Identification of Damaged areas Due to the 1995 Hyogoken-Nanbu Earthquake Using Satellite Optical Images
Masashi Matsuoka and Fumio Yamazaki
Earthquake Disaster Mitigation Research Center, RIKEN
2465-1 Mikiyama, Miki, Hyogo 673-0433, Japan.
Tel: (81)-794-83-6632 , Fax : (81)-794-83-6695
E-mail : mastuoka@miki.riken.go.jp
Abstract
Several earth observation satellites observed the Kobe area before and after the 1995 Hyogoken-Nambu, Japan Earthquake. Since a part of the damage survey results of this earthquake is maintained as GIS data, a quantitative analysis of the surface change in damage areas is possible. Spectral characteristics of the area damaged by the earthquake were investigated using LANDSAT and SPOT satellite optical images taken before and after the earthquake for examination the possibility of extracting the earthquake damaged distribution by satellite remote sensing.
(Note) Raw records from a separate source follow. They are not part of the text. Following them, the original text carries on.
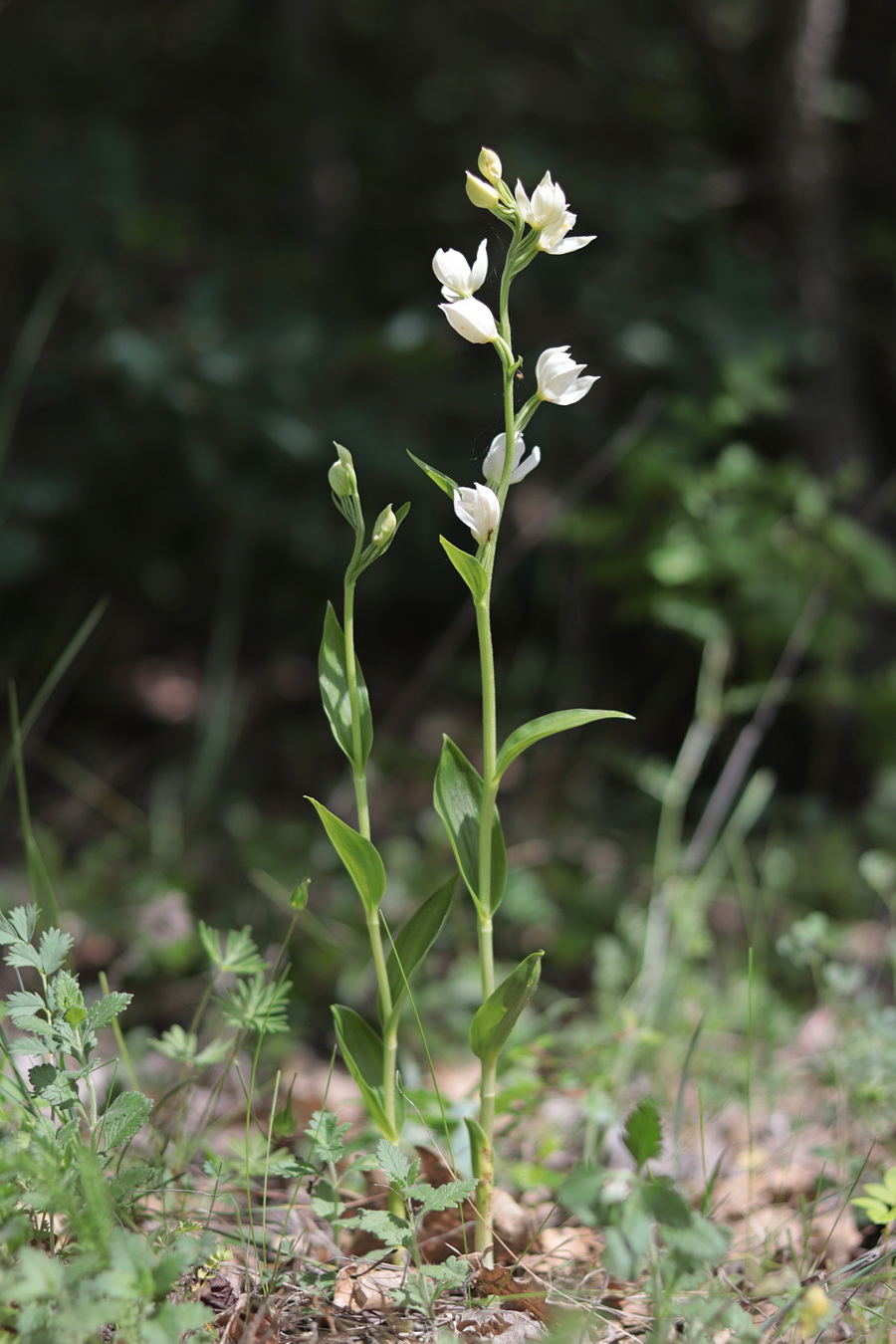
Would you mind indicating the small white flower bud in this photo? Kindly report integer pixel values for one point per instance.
(479, 507)
(472, 320)
(340, 480)
(489, 164)
(481, 194)
(383, 527)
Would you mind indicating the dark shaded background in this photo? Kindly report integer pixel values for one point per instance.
(216, 222)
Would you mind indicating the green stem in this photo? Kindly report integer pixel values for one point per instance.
(488, 1082)
(373, 921)
(358, 773)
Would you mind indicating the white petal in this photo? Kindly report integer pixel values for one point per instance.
(549, 203)
(479, 507)
(472, 320)
(480, 266)
(569, 245)
(575, 391)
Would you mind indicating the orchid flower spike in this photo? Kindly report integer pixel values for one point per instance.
(559, 378)
(479, 507)
(493, 464)
(458, 279)
(549, 215)
(472, 320)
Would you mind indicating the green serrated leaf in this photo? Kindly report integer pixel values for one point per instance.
(18, 925)
(412, 943)
(445, 1197)
(123, 1118)
(107, 1009)
(876, 1210)
(642, 1135)
(55, 1086)
(396, 1166)
(468, 567)
(327, 1137)
(545, 728)
(360, 857)
(335, 695)
(237, 957)
(458, 801)
(443, 481)
(55, 947)
(497, 1016)
(257, 1005)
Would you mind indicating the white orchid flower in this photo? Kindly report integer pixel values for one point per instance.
(472, 320)
(458, 279)
(479, 507)
(549, 215)
(559, 378)
(493, 464)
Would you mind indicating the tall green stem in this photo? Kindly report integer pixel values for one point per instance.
(373, 921)
(488, 1081)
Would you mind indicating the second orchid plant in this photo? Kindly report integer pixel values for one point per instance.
(465, 798)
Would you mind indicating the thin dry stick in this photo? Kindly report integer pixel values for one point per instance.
(782, 679)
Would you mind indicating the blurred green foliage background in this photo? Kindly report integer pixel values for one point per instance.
(216, 222)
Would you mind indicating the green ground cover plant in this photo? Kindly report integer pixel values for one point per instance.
(118, 1205)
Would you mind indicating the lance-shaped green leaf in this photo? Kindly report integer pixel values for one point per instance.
(468, 567)
(360, 857)
(458, 801)
(364, 1059)
(495, 1020)
(334, 680)
(412, 944)
(545, 728)
(443, 481)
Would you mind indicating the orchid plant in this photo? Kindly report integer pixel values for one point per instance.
(465, 798)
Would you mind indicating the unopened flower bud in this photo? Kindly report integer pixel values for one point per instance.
(384, 527)
(481, 194)
(340, 480)
(341, 477)
(489, 164)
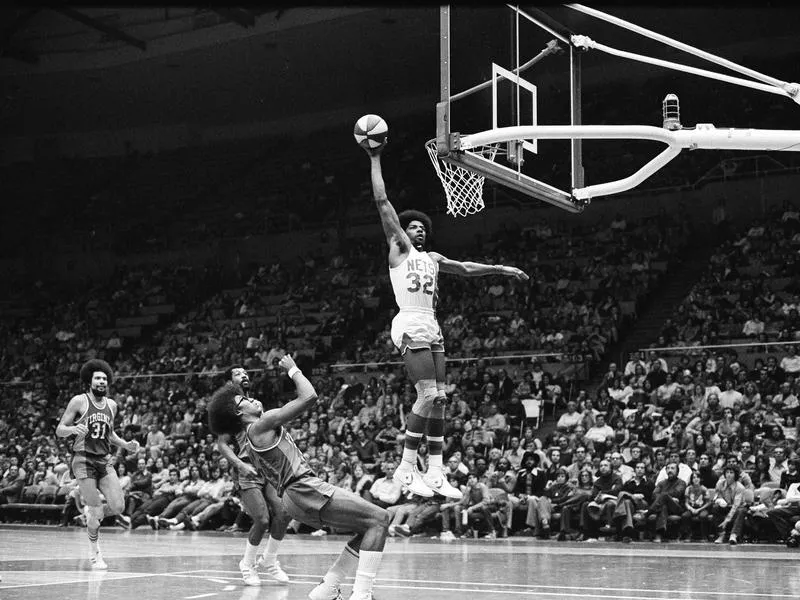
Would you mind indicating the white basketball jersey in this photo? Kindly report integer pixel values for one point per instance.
(415, 281)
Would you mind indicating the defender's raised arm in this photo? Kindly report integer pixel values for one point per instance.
(395, 236)
(473, 269)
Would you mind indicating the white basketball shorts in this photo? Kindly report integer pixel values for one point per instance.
(416, 330)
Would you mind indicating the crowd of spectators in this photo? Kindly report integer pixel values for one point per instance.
(750, 291)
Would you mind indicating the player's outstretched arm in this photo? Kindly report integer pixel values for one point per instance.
(66, 427)
(473, 269)
(306, 398)
(395, 236)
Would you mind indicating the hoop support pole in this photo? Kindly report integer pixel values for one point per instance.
(704, 136)
(586, 42)
(676, 44)
(623, 185)
(443, 107)
(563, 36)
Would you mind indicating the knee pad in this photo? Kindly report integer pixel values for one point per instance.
(426, 395)
(97, 513)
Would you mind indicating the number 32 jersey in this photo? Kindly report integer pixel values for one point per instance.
(100, 421)
(415, 282)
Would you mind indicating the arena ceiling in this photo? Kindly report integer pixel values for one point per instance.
(83, 69)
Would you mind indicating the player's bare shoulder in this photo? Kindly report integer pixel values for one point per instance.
(79, 401)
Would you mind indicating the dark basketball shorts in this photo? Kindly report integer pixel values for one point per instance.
(305, 498)
(90, 466)
(250, 482)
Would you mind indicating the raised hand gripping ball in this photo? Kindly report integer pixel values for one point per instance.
(370, 132)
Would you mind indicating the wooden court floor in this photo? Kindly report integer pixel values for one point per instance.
(48, 563)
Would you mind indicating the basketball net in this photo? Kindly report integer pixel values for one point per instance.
(462, 187)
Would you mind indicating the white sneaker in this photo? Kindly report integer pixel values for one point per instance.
(412, 479)
(249, 574)
(123, 521)
(436, 481)
(273, 571)
(361, 596)
(325, 591)
(97, 562)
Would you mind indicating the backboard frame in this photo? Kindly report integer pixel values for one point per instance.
(448, 142)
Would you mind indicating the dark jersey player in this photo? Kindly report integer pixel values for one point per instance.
(307, 498)
(259, 498)
(90, 418)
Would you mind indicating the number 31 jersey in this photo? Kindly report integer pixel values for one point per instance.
(100, 421)
(415, 282)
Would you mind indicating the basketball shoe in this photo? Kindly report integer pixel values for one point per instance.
(361, 596)
(273, 571)
(410, 477)
(325, 591)
(249, 574)
(435, 480)
(97, 562)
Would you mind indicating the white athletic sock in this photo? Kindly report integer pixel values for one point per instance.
(368, 563)
(271, 551)
(434, 461)
(342, 567)
(409, 458)
(250, 554)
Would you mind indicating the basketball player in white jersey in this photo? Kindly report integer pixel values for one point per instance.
(90, 418)
(415, 331)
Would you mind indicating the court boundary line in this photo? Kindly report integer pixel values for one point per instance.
(538, 586)
(121, 577)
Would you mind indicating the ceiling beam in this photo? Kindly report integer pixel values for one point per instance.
(21, 54)
(100, 26)
(19, 23)
(237, 15)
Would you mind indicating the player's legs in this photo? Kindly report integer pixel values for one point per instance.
(256, 506)
(112, 491)
(435, 478)
(346, 510)
(279, 518)
(421, 370)
(93, 509)
(345, 564)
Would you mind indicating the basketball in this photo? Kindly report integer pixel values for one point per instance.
(370, 132)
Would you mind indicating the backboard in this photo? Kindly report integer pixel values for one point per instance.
(516, 98)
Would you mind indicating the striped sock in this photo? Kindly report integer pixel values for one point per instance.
(435, 435)
(93, 537)
(271, 551)
(415, 427)
(368, 563)
(342, 566)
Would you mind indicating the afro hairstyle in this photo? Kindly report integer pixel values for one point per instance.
(223, 416)
(414, 215)
(90, 367)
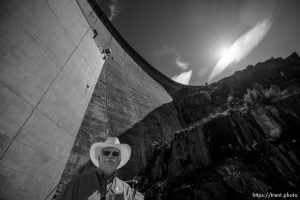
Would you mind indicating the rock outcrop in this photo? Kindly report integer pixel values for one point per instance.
(231, 156)
(239, 138)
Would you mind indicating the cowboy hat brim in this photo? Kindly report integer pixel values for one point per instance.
(98, 146)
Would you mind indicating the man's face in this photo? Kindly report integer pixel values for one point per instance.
(109, 159)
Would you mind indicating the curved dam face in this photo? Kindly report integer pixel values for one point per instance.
(59, 95)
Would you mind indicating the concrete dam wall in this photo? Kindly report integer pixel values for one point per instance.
(58, 95)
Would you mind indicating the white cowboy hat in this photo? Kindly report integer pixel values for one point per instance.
(110, 142)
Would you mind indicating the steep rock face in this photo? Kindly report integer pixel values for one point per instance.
(230, 156)
(196, 103)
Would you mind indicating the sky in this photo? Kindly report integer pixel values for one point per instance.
(197, 41)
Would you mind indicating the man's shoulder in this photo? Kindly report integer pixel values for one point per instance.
(86, 177)
(122, 182)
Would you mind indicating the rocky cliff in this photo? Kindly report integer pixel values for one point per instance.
(239, 138)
The damage distribution extract by discriminant analysis of the spectral characteristics agreed with the results of an actual damaged survey.
Introduction
Satellite remote sensing, which easily monitors a large area, could provide effective information at the time of recovery activity, e.g., forming a restoration plan, if it is able to know the distribution of the damage due to disasters at an early stage. Several satellites observed the Kobe area before and after the 1995 HYOGOKEN_Nanbu Earthquake (Sudo et al., 1995). Multispectral characteristics were different between images of the liquefied areas and burned areas taken by airborne remote sensing just after the earthquake occurred (Mitomi and Takeuchi, 1995). A study suggested the possibility of interpreting the damaged area based on the spectral pattern changes between satellite image taken before and after the earthquake (Inanaga et al., 1995; Yoshie and Tsu, 1995). However, no quantitative approach was found for examining the possibility of identifying the damage distribution from the relationship between the spectrum characteristics of the damaged area by satellite images and detailed survey results.
Since part of the damaged survey results of this earthquake was maintained as GIS data, a quantitative analysis of the surface in the damaged area is possible. In this study, the spectral characteristics of the damaged due to this earthquake were investigated using LANDSAT and SPOT satellite image taken before and after the earthquake. Then the relationships between damaged distribution extracted through discriminant analysis of satellite images and survey data were evaluated.
Data
Earthquake Damage Survey Data: Liquefaction and building damage were focused on as earthquake damaged in this study. Boiled sand deposits due to the earthquake are digitized on the 1/50,000 scale ground failure survey map (Hamada et al., 1995) and used as liquefied area data. The building damaged data based on detailed survey results compiled by AIJ (the Architectural Institute of Japan) and CPIJ (the City Planning Institute of Japan), and digitized by BRI (Building Research Institute, Ministry of Construction) were utilized as GIS data. In the GIS data, the building damage level was classified into the five categories: damage by fire, severe structural damage, moderate damage, slight damage and no damage, and the numbers of damaged building were totaled for each block in cities (Building Research Institute, 1996).
Satellite Image: The SPOOT/HRV and LANDSAT/TM observed the area of interest on January 20, and January 24, 1995, respectively. We used the images taken on March 22, 1990 by SPOT and on August 17,1994 by LANDSAT for data before the earthquake, and aimed to examine the change in spectrum characteristics for the damaged area. The region of the satellite images is shown in Fig.1.
Figure.1 : Area of this study
Correction of Images: Because the digitized values in the satellite images were different depending on the observation situation and the surface conditions, the digital number (DN) correction was required before starting this study. First of all, clouds and cloud shadows covering the area were removed by using proper threshold values of several spectral bands. Areas of vegetation were also excluded from
The images using NDVI (Normalized Difference Vegetation Index) because the reflection characteristics of the leaves of plants differ seasonally.
For DN correction, we selected pixels in nonliquefied and nondamaged areas from these images, using the liquefaction data and building damage data. Here, the selected pixels were considered to be the areas in which there was no change of the surface after the earthquake. Furthermore, the DN in the images taken before the earthquake for all areas were corrected so that the histogram of the selected pixel DN in this image fits that in the image taken after the earthquake.